People with a very marked sensitivity to variations in pressure usually suffer from discomfort in the ears when traveling by plane, and also when traveling by car, when going up or down a mountain pass.

"The pain and other discomforts usually disappear within a few hours, but there may be an effusion of the ear fluid, a hemorrhage, or a perforation of the eardrum in the most serious cases"

During the summer holidays, we travel more frequently, and we can suffer from ear problems -which are known as barotraumatisms- as a result of the aforementioned pressure changes. Although they are not usually serious, they are very annoying, and it is convenient to take precautions so that the desired vacations do not make us bitter.

These disorders cause symptoms such as pain or a temporary loss of hearing, and although they usually disappear within a few hours, sometimes the discomfort is prolonged and there may be a leakage of the ear fluid, a hemorrhage, or even a perforation of the eardrum. more serious cases.

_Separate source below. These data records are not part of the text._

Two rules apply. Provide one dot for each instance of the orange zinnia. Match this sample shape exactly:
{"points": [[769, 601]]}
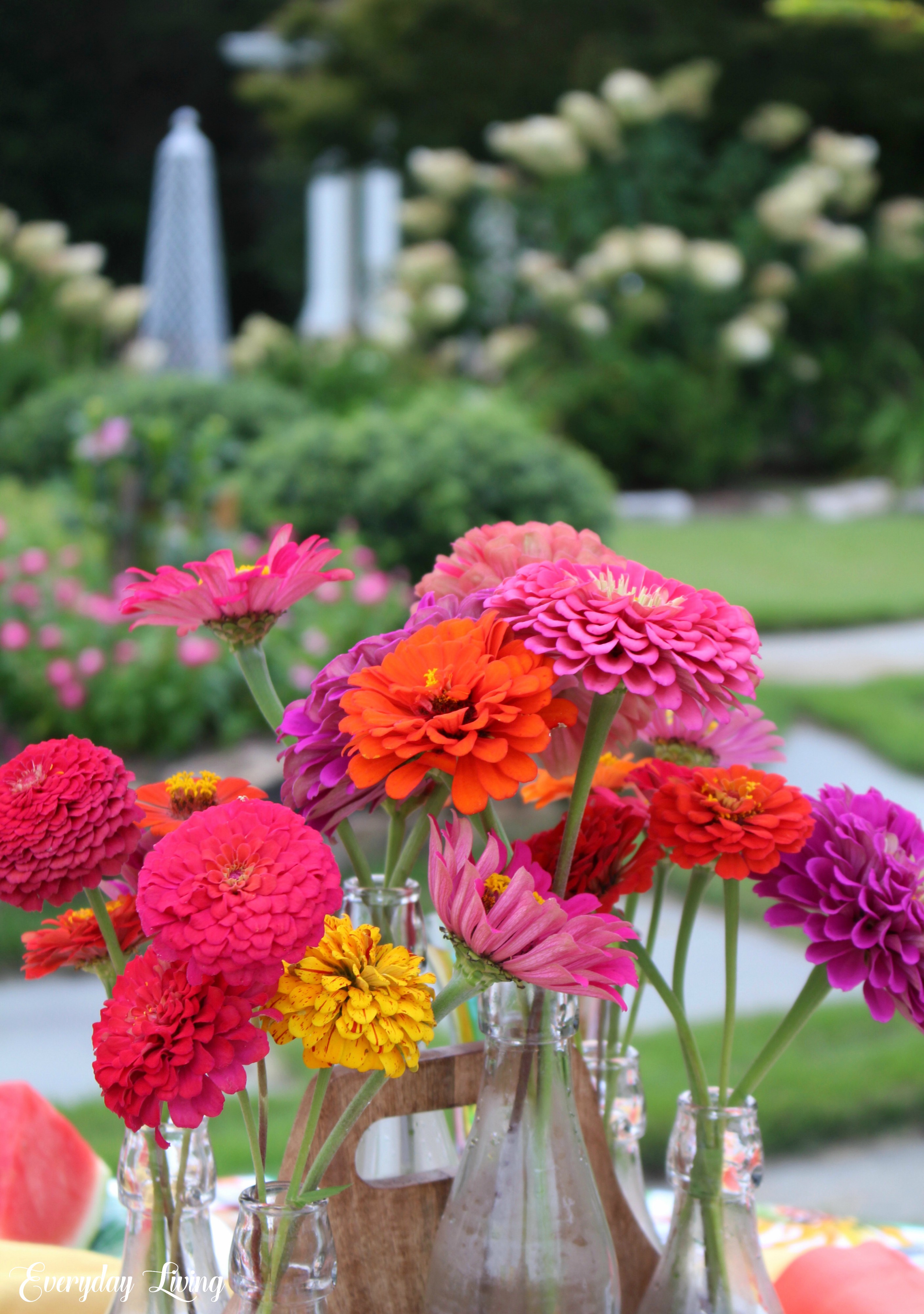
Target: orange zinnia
{"points": [[738, 815], [168, 803], [611, 774], [460, 697]]}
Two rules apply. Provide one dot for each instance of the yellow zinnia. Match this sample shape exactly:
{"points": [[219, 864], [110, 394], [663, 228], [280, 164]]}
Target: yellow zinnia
{"points": [[355, 1002]]}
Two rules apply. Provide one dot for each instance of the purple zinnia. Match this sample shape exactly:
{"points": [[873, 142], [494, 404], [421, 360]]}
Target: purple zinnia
{"points": [[858, 891], [317, 784]]}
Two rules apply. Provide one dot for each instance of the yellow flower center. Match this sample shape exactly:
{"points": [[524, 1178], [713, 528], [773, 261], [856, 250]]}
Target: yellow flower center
{"points": [[189, 793]]}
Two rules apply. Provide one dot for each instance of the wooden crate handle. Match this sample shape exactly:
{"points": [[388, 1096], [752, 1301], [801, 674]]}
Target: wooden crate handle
{"points": [[384, 1247]]}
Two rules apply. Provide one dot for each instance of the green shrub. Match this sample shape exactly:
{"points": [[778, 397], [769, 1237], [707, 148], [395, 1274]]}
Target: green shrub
{"points": [[418, 478]]}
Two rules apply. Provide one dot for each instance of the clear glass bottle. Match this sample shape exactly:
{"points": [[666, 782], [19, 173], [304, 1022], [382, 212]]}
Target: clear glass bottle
{"points": [[283, 1259], [168, 1255], [621, 1102], [712, 1262], [419, 1142], [524, 1230]]}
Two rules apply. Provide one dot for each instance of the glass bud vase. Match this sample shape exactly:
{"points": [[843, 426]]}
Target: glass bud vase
{"points": [[418, 1142], [168, 1254], [621, 1103], [712, 1262], [283, 1258], [524, 1230]]}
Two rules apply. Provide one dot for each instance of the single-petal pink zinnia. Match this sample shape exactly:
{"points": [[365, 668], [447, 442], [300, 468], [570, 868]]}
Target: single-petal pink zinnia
{"points": [[507, 924], [241, 604]]}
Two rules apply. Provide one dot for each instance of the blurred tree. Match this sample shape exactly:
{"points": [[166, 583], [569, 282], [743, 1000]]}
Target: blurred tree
{"points": [[86, 93]]}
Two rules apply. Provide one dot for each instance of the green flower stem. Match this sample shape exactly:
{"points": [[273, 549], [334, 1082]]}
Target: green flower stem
{"points": [[657, 904], [252, 661], [255, 1145], [810, 996], [494, 823], [733, 910], [456, 992], [696, 889], [419, 834], [695, 1069], [357, 857], [603, 710], [105, 924], [322, 1082]]}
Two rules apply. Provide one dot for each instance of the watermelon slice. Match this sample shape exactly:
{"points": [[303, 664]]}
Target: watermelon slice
{"points": [[53, 1186]]}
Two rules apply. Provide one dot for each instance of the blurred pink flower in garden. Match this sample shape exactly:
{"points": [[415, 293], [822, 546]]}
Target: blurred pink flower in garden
{"points": [[91, 661], [50, 636], [197, 651], [25, 594], [372, 589], [59, 672], [33, 562], [13, 635], [301, 676], [111, 439]]}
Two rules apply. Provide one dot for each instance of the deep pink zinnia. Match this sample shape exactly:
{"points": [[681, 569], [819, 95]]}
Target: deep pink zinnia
{"points": [[486, 556], [858, 891], [687, 648], [241, 604], [507, 924], [162, 1038], [746, 739], [237, 890], [67, 818]]}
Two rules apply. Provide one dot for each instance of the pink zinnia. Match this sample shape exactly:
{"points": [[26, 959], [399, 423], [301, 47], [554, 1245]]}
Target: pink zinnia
{"points": [[163, 1038], [67, 819], [687, 648], [237, 890], [241, 604], [508, 925], [486, 556], [746, 739]]}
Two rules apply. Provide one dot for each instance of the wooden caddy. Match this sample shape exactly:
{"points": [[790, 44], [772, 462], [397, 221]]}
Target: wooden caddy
{"points": [[384, 1249]]}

Although at present the cabins of the airplanes are pressurized precisely to avoid the sudden variations of pressure, it is something that is not always achieved and it is easy for the ears to be stuck, especially when the plane is descending. If you also suffer from allergies or have a cold, and you have a stuffy nose, your ears are even more likely to be affected by pressure changes. Therefore, it is best that you take some simple precautions to make the trip more comfortable.

Tips to keep your ears healthy

Here are some tips so that your ears do not give you problems when traveling:

  • If you suffer sinusitis or allergy, or have just had the bad luck to catch a cold just before traveling, it is convenient to consult a specialist, who will explain what you can do to prevent hearing disorders, or prescribe a medication to decongest your nose if you think it is convenient.
  • Chewing gum, drinking water and yawning during the flight will help you activate the muscles that are responsible for the opening of the eustachian tube and your ears are uncovered.
  • It is better not to fall asleep during takeoff and landing.
  • To prevent tamponade in young children it is advisable that during the descent they have their pacifier, or give them some liquid to increase the swallowing.
  • If you notice discomfort in the ears during the trip, you can do the following: cover your nose with your fingers and breathe in through your mouth, expelling the air gently through your nose pressing with the muscles of the throat and cheeks to separate the fingers from the nose and that the offices are opened so that the air comes out. A click in the ears will tell you that you have succeeded. You can repeat this exercise during the descent, but always do it gently so as not to damage the eardrums.
  • If the discomfort continues after the trip, visit an otolaryngologist.

Source: GAES Auditory Centers

Ear Problems and Air Travel - Boys Town Ear, Nose & Throat Institute (November 2019).